Tech

Saildrone and Lockheed Martin Team Up

Image: Saildrone

Well, looks like the sailboat drones are getting a major, deadly upgrade. Yesterday, USV company Saildrone announced that it’s secured a $50M investment from Lockheed Martin and that it will build a whole bunch of the prime’s weapons onto its boats. 

Saildrone CEO Rich Jenkins also told Tectonic that the two companies will work together to build bigger, motor-powered (sail-assisted) boats that can carry bigger and badder payloads (read: the stuff that goes boom, big time.) 

“This is really a partnership to equip our vehicles with Lockheed payloads—a whole range of payloads, from EW through to kinetics,” he said. “It’s a major transition for us.”

Out at sea: Saildrone certainly did not start out making deadly weapons—the company was founded by Jenkins all the way back in 2012 and set out to make wind-powered unmanned vessels that could collect oceanographic, meteorological, fishery, and climate data over long durations.
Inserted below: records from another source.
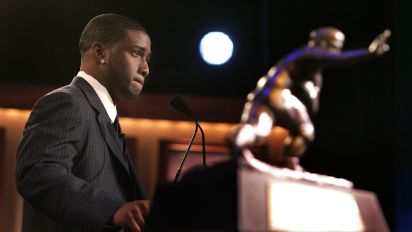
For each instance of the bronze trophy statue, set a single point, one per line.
(288, 95)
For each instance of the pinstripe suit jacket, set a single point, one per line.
(70, 168)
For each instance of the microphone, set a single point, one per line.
(180, 105)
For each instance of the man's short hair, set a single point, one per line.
(106, 29)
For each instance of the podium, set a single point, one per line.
(249, 195)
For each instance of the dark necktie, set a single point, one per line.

In 2020, Jenkins said, they started working with the US Navy, and now about 98 percent of their revenue comes from defense. 

A major transition, indeed. 

“Back [then], the world wasn’t ready for militarized unmanned systems,” Jenkins said. “I think the world has fundamentally changed with the Ukraine conflict, understanding the value of small systems.”

Pick your flavor: To date, Saildrone has built mostly wind- and solar-powered vessels (with motor assist for stickier situations). The drones:

  • Come in three sizes: the 23-foot Explorer, 33-foot Voyager, and 65-foot Surveyor.
  • Can operate in GPS-denied environments.
  • Are kitted out with high-powered radar and cameras that can cover thousands of square miles every day at a “fraction of the cost” of crewed boats.
  • Can stay at sea for up to a year (for Explorer, according to Saildrone). Surveyor has operated continuously for up to 26 days on Navy exercises.

And despite the no pew-pew, they’ve gotten a lot of work with the DoD and Navies around the world. 

  • 20 of its Voyager vessels are Operation Southern Spear, an anti-narcotics operation in the Gulf of Mexico led by JIATF-S and NAVSOUTH.
  • Voyagers are also deployed as part of the US Navy’s Task Force 59 (T59) in the Middle East, and were part of NATO’s Task Force X exercise in the Baltic Sea in June.

Go boom: So, what will this Lockheed partnership mean for the vessels Saildrone builds? Jenkins said the ships would get bigger, badder, and more motor-powered—plus those nasty payloads.

“We are building bigger boats. Bigger boats [that] will be fast,” he said. “They’ll be like warships, but they will have the ability to have infinite range and duration due to the wind assist piece.”

If, to date, Saildrone’s boats have been wind-powered with motor assist, he said, the new, Lockheed-powered boats will be motor-powered with wind assist.

In terms of weapons integration, the two companies will start out by building JAGMs and JGLs (updated Hellfires) onto Surveyors, then scale up from there. 

“Physically mounting the hardware to the vehicle is not the hard part,” Jenkins said, “The hard part is the complex C2 backend controls, fire control, security, encryption, all of which Lockheed does, which no one else can do. They control the entire fire control system for the Navy, or a large part of it, with the Aegis battle control system.”

Basically, building smaller payloads onto existing vessels is a proof-of-concept for bigger weapons, like the MK 70. Once the backend is in place, Jenkins said, they can keep on scaling things up.

The companies plan to do a live fire of a JAGM on a Surveyor in the next six months, and will roll out those bigger vessels (with big boy payloads) in 2026.

Show me the money, honey: And as for that $50M? Jenkins described it as “general acceleration” for Saildrone. 

“Obviously, more capabilities need more people. Bigger boats are much larger things to make, equip, [and] deploy,” he said. “So, it’s really just growth—growth in teams, growth in payload, integration teams, manufacturing teams and operational teams.”

Personally, we can’t wait to see an MK 70 fired off a sailboat drone. 2025 is turning out to be wild.